Anyway, it got me thinking about if and how they celebrate Halloween in Spain, and what kind of Halloween traditions they have. AND if Spain observes Halloween, which other countries do? And what are their Halloween traditions? After doing some research I found that there are loads of different ways Halloween (or a festival similar to Halloween) are celebrated, so I want to share with you here, 6 Halloween traditions around the world.
1. Ireland – Samhain
Fun fact, Halloween actually originated in Ireland, although it is known locally as Samhain. The festival marked the end of Harvest when people believed evil spirits would come and ruin the crops. To prevent these spirits doing damage they dressed up as ghosts and ghouls and carried turnip lanterns from door to door. When Irish migrants went to America they took this tradition with them, but the turnips changed to Pumpkins. And anyone who’s ever carved a turnip before knows that it’s some kind of cruel and unusual torture. Hello bent spoons and blistered hands. Thank god for pumpkins!
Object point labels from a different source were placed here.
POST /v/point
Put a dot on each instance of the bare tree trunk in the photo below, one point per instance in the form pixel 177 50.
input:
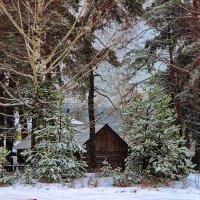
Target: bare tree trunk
pixel 92 150
pixel 173 77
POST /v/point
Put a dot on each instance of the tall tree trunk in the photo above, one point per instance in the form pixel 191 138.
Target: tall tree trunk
pixel 1 111
pixel 36 67
pixel 92 149
pixel 173 77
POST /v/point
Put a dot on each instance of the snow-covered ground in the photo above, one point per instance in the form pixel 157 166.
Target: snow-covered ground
pixel 187 190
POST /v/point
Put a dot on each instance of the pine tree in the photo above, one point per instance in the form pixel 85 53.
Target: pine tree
pixel 156 150
pixel 56 155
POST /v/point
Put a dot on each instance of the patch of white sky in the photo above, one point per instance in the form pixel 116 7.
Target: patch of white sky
pixel 133 38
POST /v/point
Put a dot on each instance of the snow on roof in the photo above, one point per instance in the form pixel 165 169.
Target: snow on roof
pixel 76 122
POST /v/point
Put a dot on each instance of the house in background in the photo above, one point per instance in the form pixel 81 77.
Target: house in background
pixel 109 145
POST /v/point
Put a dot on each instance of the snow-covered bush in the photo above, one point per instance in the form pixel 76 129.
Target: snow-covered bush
pixel 156 150
pixel 106 170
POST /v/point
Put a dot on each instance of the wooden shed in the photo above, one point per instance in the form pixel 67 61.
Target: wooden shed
pixel 109 146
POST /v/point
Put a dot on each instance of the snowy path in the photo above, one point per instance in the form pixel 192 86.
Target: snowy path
pixel 55 192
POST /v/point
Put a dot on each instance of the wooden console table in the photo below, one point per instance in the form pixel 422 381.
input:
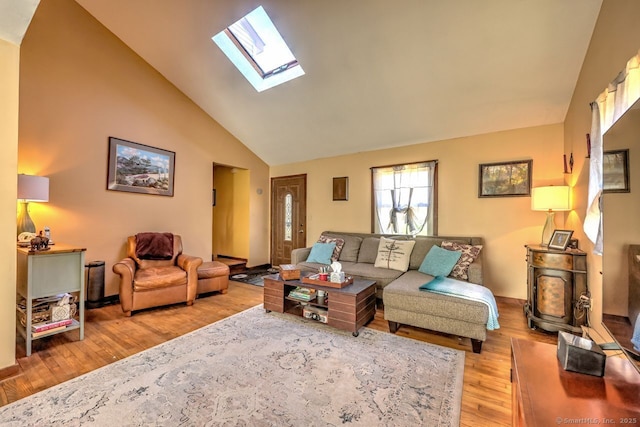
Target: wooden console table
pixel 349 308
pixel 58 270
pixel 544 394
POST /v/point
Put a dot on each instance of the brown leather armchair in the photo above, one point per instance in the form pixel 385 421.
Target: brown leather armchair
pixel 156 272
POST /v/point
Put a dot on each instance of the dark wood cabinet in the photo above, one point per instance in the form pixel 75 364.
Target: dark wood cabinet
pixel 557 294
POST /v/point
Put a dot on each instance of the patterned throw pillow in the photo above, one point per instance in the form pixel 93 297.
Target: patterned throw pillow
pixel 321 253
pixel 394 254
pixel 339 244
pixel 469 254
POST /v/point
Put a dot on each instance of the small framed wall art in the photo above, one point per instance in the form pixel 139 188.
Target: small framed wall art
pixel 341 188
pixel 505 179
pixel 139 168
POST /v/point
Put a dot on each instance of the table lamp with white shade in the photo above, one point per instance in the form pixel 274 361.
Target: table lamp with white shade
pixel 31 188
pixel 551 199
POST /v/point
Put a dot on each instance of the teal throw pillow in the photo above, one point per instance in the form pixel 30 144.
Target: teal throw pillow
pixel 439 262
pixel 321 253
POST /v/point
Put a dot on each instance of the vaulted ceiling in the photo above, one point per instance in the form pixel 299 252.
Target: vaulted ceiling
pixel 378 73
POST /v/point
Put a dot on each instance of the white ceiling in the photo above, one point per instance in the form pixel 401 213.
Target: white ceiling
pixel 15 17
pixel 378 73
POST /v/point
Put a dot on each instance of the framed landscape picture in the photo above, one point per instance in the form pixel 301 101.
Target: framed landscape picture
pixel 615 171
pixel 139 168
pixel 505 179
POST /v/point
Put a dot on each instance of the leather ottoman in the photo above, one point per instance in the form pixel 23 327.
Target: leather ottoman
pixel 213 276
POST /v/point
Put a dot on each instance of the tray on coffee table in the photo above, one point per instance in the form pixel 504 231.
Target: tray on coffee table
pixel 314 280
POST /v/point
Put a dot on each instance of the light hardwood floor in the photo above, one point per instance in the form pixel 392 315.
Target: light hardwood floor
pixel 110 336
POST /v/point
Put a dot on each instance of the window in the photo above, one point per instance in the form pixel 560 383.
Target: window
pixel 404 199
pixel 256 48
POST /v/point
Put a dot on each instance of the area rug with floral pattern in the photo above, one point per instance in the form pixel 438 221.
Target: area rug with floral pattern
pixel 261 369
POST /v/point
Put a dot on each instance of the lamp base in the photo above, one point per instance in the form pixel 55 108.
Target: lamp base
pixel 549 227
pixel 25 223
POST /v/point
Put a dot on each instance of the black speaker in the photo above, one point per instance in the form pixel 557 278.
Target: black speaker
pixel 580 355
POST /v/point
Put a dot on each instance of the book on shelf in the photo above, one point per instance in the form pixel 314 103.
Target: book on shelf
pixel 303 294
pixel 48 331
pixel 46 326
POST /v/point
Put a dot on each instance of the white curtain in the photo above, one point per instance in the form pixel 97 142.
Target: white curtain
pixel 621 94
pixel 403 198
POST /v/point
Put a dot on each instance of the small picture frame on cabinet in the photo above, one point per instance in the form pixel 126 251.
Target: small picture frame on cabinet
pixel 560 239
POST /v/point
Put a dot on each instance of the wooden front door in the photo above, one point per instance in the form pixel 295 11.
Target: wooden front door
pixel 288 217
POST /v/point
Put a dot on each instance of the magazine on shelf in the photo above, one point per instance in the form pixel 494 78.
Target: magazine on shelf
pixel 303 294
pixel 46 326
pixel 48 331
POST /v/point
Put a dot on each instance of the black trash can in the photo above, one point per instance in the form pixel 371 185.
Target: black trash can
pixel 95 284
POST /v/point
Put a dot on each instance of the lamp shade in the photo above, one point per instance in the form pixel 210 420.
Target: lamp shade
pixel 33 188
pixel 553 197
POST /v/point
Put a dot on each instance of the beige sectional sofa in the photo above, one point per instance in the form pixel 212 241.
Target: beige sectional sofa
pixel 404 302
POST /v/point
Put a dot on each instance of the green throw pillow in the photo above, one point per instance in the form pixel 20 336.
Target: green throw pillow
pixel 321 253
pixel 439 262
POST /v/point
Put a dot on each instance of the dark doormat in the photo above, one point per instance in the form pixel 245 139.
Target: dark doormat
pixel 253 276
2. Mexico – Dia de los Muertos
The day of the dead – this Mexican festival has become very well known globally over the last few years with the sugar skull designs and costumes creeping into popular culture. I painted myself like the sugar skulls last year for a Halloween party, and noticed lots of other people had too and the various events I went to. However, the original celebration, which happens in most of Latin America, is a 3-day festival to remember loved ones that have passed. They believe that their loved ones actually return to the home at this time and many families construct an alter, and make the favourite foods of the deceased to entice them back home. There are also lots of parades around towns and cities where people dress up as skeletons and give gifts of beautifully decorated sugar skulls. I think it would be amazing to visit Mexico City during this time of year.
3. Hong Kong – The hungry ghost
Yu Lan or the hungry ghost festival is the worship of the spirits or ancestors. Gifts to the ancestors of money, pictures and food are burnt to make the spirits happy, and offerings of food are left out to placate angry spirits. People usually celebrate by going to see Chinese opera and there is a show every year in Victoria Park on HK Island.
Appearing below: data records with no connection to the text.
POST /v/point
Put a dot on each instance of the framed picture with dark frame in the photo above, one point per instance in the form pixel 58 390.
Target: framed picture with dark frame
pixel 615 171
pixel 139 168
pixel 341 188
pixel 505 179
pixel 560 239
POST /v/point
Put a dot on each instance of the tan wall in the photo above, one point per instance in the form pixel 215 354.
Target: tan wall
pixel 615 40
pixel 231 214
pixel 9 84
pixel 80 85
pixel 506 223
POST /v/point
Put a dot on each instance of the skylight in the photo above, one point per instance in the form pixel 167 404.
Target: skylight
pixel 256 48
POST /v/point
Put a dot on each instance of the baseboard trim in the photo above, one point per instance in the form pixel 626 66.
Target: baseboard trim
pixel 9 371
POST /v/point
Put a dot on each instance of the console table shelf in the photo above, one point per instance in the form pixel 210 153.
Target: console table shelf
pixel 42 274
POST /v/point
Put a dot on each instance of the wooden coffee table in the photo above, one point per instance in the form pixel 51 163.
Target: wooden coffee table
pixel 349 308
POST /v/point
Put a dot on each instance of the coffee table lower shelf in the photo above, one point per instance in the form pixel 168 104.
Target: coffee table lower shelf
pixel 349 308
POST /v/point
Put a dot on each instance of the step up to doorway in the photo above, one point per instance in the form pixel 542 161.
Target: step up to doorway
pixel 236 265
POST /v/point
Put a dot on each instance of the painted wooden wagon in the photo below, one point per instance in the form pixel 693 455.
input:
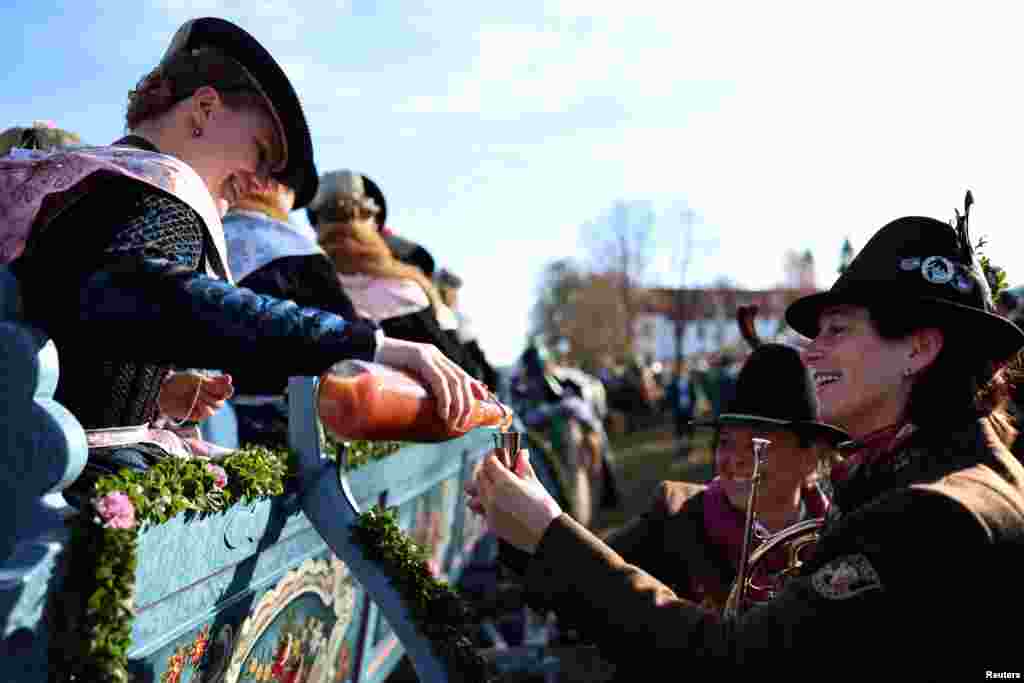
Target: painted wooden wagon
pixel 269 588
4. Barcelona/Catalonia – night of witches
In most of Spain Halloween is mostly observed as a children’s holiday (a bit like in the UK) yet in some of the regions, such as Catalonia, there are huge celebrations with lots of fiestas all over town. October 31st sees the start of the festivities with the Ruta de Altares, or route of the altars, a bit like the Mexican Dia de Los Muertos. Where the locals remember their loved ones that have passed. Yet In rural Catalonia there is a 2-day celebration of the night of the witches, which commemorates the lives of 23 women who were sentenced to death during the inquisition with a huge parade around towns and villages holding effigies.
5.Korea – Chuseok
Halloween is known as Chuseok in Korea and is a day where Koreans pay thanks to their ancestors for all that they have done. They traditionally visit the graves of loved ones and make offerings of fruit and rice whilst praying.
6. Czech Republic
You want to hope you’ve got a lot of chairs and a lot of space because in the Czech Republic they put a chair out for each member of the family, living or dead.
I think it’s pretty interesting that almost all cultures have a day where they honour their ancestors or observe a night evil spirits come to earth, don’t you?
But to be honest, I just really enjoy a good costume party, and any excuse to celebrate something, haha.
Do you have any plans for Halloween, or know of any other cool or weird Halloween traditions? I’d love to know.